Ein Beispiel aus Schwaben: Luan Thaqi – der Familienvater wollte seinen richtigen Namen nicht in der Zeitung lesen – lebt seit 1993 in einer bayerischen Stadt. Wie viele seiner Landsleute verließ er seine Heimat angesichts der Kriegswirren in Ex-Jugoslawien. Schritt für Schritt baute er sich eine wirtschaftliche Existenz als Unternehmer in Bayern auf. „Für mich war klar, dass ich Bürger des Staates werden will, in dem ich mich zu Hause fühle.“
Republik Kosovi erklärte im Februar 2008 seine Unabhängigkeit
Um die frühere jugoslawische Provinz Kosovo entbrannte 1999 ein blutiger Krieg, in den die Nato massiv mit Luftangriffen intervenierte. Der Status Teilrepublik von Serbien, der ab 2002 galt, wurde von den ethnisch-albanischen Kosovaren – der großen Mehrheit der Bevölkerung – nicht akzeptiert. Im Februar 2008 erklärte das Parlament die Unabhängigkeit der Republik Kosovo. 102 Staaten haben Kosovo gegen erbitterten Widerstand Serbiens als unabhängigen Staat anerkannt. Darunter die USA, die Bundesrepublik und fast alle EU-Mitglieder.
„Also bin ich davon ausgegangen, dass es ausreicht, die kosovarische Staatsbürgerschaft zu löschen“, sagt Thaqi. In 14 Bundesländern würde dies tatsächlich genügen, nicht aber in Bayern oder Sachsen.
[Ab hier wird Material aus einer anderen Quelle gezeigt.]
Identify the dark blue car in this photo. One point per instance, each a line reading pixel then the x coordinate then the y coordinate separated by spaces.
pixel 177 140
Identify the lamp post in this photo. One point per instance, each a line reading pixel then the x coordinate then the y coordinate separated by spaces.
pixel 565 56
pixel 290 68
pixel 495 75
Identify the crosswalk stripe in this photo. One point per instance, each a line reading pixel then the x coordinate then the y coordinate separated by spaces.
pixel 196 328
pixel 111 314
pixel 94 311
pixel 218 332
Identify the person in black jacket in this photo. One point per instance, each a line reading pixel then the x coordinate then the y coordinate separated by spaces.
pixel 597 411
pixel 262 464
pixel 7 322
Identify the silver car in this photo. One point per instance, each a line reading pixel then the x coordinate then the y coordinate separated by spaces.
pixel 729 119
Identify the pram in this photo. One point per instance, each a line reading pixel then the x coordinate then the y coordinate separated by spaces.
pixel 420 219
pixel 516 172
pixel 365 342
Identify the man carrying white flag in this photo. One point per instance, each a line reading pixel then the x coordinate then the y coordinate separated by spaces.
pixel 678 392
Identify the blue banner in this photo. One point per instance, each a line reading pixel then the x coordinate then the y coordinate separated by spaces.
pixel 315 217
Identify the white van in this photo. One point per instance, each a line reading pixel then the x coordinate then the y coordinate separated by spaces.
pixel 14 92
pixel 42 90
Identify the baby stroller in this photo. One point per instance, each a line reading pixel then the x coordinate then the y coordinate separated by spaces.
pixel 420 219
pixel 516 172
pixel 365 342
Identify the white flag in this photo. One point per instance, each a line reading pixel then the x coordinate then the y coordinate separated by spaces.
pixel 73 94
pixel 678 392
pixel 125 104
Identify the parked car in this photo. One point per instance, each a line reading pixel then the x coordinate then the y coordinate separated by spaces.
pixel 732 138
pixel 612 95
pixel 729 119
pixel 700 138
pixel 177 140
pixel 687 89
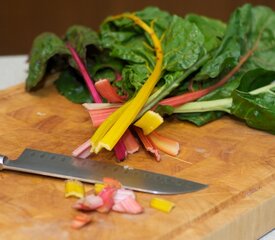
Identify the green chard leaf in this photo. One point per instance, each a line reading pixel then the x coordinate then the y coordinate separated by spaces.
pixel 72 88
pixel 128 42
pixel 258 111
pixel 182 45
pixel 212 29
pixel 257 40
pixel 227 55
pixel 47 48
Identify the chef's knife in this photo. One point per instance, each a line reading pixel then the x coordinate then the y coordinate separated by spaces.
pixel 90 171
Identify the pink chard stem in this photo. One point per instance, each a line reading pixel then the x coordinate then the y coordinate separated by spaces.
pixel 85 74
pixel 120 149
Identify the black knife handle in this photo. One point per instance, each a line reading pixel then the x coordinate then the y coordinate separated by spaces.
pixel 2 161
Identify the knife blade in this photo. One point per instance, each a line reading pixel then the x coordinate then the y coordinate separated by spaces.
pixel 90 171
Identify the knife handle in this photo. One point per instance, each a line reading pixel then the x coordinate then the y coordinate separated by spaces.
pixel 2 161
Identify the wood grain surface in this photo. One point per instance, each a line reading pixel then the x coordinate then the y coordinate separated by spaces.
pixel 237 162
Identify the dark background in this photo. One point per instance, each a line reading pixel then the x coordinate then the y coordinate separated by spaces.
pixel 21 21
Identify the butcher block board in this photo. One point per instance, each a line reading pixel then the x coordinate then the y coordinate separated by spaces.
pixel 237 162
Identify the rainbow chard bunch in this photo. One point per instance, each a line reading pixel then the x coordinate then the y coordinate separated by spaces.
pixel 193 67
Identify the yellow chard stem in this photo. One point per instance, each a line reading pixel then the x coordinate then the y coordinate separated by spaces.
pixel 109 133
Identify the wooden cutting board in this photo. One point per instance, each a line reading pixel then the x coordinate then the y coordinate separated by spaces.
pixel 237 162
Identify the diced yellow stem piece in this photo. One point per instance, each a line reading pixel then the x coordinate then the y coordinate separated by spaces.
pixel 74 188
pixel 99 187
pixel 162 204
pixel 122 122
pixel 149 122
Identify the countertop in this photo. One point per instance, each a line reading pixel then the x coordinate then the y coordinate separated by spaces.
pixel 13 70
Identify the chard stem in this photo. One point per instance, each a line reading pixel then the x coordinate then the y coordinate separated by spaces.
pixel 205 106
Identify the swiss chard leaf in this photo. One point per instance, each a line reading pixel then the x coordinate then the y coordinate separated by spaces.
pixel 46 47
pixel 212 29
pixel 258 111
pixel 230 50
pixel 182 45
pixel 72 88
pixel 259 38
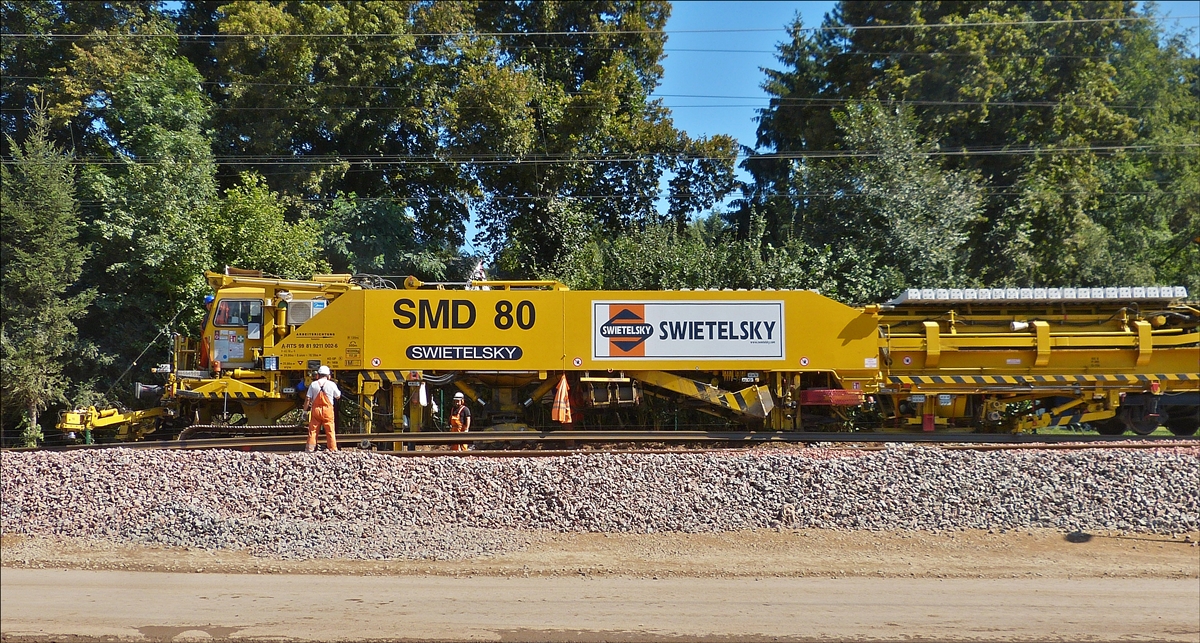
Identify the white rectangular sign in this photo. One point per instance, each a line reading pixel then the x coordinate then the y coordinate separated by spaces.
pixel 687 330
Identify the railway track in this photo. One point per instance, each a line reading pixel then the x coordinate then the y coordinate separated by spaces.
pixel 619 442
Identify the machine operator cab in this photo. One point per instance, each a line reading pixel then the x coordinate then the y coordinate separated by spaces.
pixel 234 328
pixel 249 312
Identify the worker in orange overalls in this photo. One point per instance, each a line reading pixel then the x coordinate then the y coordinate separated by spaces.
pixel 460 420
pixel 321 398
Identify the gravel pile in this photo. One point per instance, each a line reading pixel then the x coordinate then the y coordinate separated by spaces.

Grundsätzlich gehen die Länder davon aus, dass eine serbische Staatsbürgerschaft zumindest nicht ausgeschlossen werden kann. Doch während in fast allen Ländern gilt, dass es für Kosovaren nicht zumutbar und auf legalem Weg sehr schwierig ist, in Serbien eine Auflösung der Staatsbürgerschaft zu erreichen, wird in Bayern genau dies verlangt.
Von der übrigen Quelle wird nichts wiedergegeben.